2. Aux termes de l'article 20.1 du CCAG travaux applicable au marché en litige : " En cas de retard imputable au titulaire dans l'exécution des travaux, qu'il s'agisse de l'ensemble du marché ou d'une tranche pour laquelle un délai d'exécution partiel ou une date limite a été fixé, il est appliqué une pénalité journalière de 1/3 000 du montant hors taxes de l'ensemble du marché (...) Ce montant est celui qui résulte des prévisions du marché, c'est-à-dire du marché initial éventuellement modifié ou complété par les avenants intervenus ; il est évalué à partir des prix initiaux du marché hors TVA (...) ". Aux termes de l'article 4.2 du CCAP du marché litigieux : " (...) Par dérogation à l'article 20.1 du CCAG, en cas de non-respect des délais d'exécution du marché (...), le titulaire pourra se voir appliquer des pénalités dont le montant est fixé par jour de retard à : (...) - délai intermédiaire figurant dans le calendrier d'exécution des travaux (début et/ou fin de tâche) : 1/3000e du montant du marché (...) ". Enfin aux termes de l'article 4.4 du même document : " (...) Les pénalités pourront être indifféremment appliquées dans le cadre des décomptes mensuels et/ou dans le cadre du décompte général du marché (...) ". Il résulte des stipulations précitées que tout jour de retard constaté sur le calendrier contractuel d'exécution des travaux peut engendrer, à l'appréciation du maître de l'ouvrage, des pénalités de retard.

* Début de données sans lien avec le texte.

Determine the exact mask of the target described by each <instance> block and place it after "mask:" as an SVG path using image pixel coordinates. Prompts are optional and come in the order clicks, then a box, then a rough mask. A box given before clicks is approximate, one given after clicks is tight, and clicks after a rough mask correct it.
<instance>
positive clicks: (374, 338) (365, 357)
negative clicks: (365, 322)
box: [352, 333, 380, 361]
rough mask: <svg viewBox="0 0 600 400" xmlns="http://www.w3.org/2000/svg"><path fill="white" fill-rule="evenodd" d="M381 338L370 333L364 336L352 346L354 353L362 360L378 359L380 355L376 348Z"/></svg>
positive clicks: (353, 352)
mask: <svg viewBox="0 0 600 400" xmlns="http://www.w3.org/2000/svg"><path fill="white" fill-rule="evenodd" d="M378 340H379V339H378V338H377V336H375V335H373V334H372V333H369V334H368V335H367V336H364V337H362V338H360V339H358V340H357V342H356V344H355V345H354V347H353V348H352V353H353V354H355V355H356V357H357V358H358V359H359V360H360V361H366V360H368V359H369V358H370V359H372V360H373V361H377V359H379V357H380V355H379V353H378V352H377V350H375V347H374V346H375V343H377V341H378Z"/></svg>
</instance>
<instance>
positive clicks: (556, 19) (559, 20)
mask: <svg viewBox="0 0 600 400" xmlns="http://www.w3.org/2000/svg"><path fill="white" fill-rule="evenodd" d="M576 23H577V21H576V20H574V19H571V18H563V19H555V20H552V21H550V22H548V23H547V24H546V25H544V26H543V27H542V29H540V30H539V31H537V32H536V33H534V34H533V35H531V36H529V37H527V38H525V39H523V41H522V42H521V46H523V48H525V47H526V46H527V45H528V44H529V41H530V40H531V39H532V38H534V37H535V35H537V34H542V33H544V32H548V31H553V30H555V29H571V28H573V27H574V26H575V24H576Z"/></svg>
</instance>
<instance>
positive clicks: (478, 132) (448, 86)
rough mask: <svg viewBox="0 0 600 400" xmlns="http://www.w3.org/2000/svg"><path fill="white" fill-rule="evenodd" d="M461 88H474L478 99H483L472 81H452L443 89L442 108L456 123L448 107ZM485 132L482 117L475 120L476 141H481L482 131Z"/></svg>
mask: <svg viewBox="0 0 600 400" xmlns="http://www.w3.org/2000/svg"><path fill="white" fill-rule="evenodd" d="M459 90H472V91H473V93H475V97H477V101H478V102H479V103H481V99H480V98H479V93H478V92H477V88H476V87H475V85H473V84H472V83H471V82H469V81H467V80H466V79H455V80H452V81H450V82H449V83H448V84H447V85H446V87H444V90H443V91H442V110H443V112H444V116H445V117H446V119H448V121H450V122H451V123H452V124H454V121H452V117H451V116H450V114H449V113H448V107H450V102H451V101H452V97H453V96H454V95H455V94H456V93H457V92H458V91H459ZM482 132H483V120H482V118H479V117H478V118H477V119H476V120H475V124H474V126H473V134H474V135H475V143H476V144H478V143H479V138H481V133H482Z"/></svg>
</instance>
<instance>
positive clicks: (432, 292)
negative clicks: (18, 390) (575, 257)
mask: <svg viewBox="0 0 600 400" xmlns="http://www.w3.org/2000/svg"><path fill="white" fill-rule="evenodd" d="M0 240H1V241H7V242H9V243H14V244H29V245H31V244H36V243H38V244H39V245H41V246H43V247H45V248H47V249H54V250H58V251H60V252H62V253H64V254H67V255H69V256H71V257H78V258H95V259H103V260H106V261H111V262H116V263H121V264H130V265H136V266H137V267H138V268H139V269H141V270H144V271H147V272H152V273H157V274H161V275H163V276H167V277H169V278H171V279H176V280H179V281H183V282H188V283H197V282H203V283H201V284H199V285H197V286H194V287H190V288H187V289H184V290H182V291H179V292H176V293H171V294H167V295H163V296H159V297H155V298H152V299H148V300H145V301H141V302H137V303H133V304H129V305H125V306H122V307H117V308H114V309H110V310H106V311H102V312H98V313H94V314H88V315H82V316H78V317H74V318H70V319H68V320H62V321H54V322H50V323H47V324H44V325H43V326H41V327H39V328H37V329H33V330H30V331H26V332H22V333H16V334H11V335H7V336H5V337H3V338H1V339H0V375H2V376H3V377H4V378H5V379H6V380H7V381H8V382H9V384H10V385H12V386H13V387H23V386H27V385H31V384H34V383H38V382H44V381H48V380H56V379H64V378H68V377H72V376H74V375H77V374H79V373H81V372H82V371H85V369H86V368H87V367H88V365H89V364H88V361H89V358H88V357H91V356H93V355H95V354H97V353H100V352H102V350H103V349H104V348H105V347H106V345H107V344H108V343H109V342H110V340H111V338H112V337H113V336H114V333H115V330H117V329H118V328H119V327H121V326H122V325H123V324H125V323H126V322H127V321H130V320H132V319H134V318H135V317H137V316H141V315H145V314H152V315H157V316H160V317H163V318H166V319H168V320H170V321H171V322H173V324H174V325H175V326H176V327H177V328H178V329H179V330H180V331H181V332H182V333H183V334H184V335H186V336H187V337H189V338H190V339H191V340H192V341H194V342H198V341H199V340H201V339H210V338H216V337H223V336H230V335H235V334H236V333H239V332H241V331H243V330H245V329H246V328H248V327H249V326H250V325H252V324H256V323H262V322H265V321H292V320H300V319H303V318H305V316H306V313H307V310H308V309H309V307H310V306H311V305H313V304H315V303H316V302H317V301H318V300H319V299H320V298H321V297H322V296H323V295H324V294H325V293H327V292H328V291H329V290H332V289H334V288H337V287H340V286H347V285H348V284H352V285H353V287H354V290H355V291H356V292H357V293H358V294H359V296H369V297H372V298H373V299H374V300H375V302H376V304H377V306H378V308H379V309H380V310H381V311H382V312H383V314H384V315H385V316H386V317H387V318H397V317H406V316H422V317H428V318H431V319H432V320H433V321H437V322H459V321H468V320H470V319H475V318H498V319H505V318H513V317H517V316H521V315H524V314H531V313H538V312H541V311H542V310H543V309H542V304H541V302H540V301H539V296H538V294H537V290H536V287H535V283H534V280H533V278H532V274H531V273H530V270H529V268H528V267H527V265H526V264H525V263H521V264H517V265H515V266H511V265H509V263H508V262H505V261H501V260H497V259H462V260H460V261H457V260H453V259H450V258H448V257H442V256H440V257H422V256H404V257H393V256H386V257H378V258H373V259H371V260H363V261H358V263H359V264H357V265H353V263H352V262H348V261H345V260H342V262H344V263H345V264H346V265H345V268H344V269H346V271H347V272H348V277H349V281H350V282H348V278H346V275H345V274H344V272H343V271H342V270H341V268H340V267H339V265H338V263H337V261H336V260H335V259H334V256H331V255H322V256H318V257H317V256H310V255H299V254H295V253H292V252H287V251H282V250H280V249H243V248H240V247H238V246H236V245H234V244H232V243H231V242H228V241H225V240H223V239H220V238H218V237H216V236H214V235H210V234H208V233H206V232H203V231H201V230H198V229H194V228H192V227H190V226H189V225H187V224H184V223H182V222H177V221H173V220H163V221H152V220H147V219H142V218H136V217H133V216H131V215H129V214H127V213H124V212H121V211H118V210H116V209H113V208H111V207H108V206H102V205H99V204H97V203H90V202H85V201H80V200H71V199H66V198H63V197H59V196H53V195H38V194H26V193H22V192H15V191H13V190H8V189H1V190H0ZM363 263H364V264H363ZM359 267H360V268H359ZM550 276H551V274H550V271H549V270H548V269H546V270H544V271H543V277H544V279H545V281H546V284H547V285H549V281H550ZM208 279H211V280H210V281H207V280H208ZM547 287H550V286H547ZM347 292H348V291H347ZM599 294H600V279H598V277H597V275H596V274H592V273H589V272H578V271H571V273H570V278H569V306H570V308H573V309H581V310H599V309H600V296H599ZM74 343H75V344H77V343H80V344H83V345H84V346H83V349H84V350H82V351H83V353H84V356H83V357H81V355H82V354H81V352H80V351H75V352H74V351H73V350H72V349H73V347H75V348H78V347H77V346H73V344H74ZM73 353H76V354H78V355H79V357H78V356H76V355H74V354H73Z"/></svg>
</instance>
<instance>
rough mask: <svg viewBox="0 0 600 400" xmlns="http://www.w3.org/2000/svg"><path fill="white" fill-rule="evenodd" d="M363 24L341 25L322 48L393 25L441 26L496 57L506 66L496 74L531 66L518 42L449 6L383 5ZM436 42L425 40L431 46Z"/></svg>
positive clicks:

3. Il résulte de l'instruction, notamment du courrier du 18 juillet 2017, que l'Université Clermont-Auvergne a décompté à la fin de l'exécution des travaux, un retard de 1 424 jours qu'elle a considéré comme imputable à la société Mazet SAS dans l'exécution des travaux figurant au calendrier contractuel d'exécution recalé en cours de chantier et notifié par ordre de service du 8 mars 2016. Il résulte par ailleurs de l'instruction que, faisant usage de la faculté que lui ouvrait l'article 4.2 du CCAP, le maître de l'ouvrage a, dans le projet décompte général, limité les pénalités à 40 812,50 euros sanctionnant un retard réduit à 323 jours.

4. Or, la société Mazet SAS ne conteste pas ni que ce reliquat recouvre 137 jours et 186 de retard ayant affecté, respectivement, les peintures et plafonds du logement et la mise en peinture de la zone ERP, ni que la méconnaissance du calendrier contractuel dans l'exécution de ces deux tâches lui soit entièrement imputable. Par ailleurs, dans son courriel du 19 mars 2018, le maître d'œuvre se borne à informer l'entreprise qu'elle peut intégrer à son projet de décompte une demande de remise des pénalités sans prendre d'engagement sur la suite qui lui sera donnée. La société Mazet SAS ne peut, dès lors, se prévaloir d'une manifestation d'intention du maître de l'ouvrage de renoncer à la totalité des pénalités de retard et n'est pas fondée à soutenir que c'est à tort que le tribunal a rejeté ses conclusions aux fins de réintégration à son crédit de la somme de 40 812,50 euros.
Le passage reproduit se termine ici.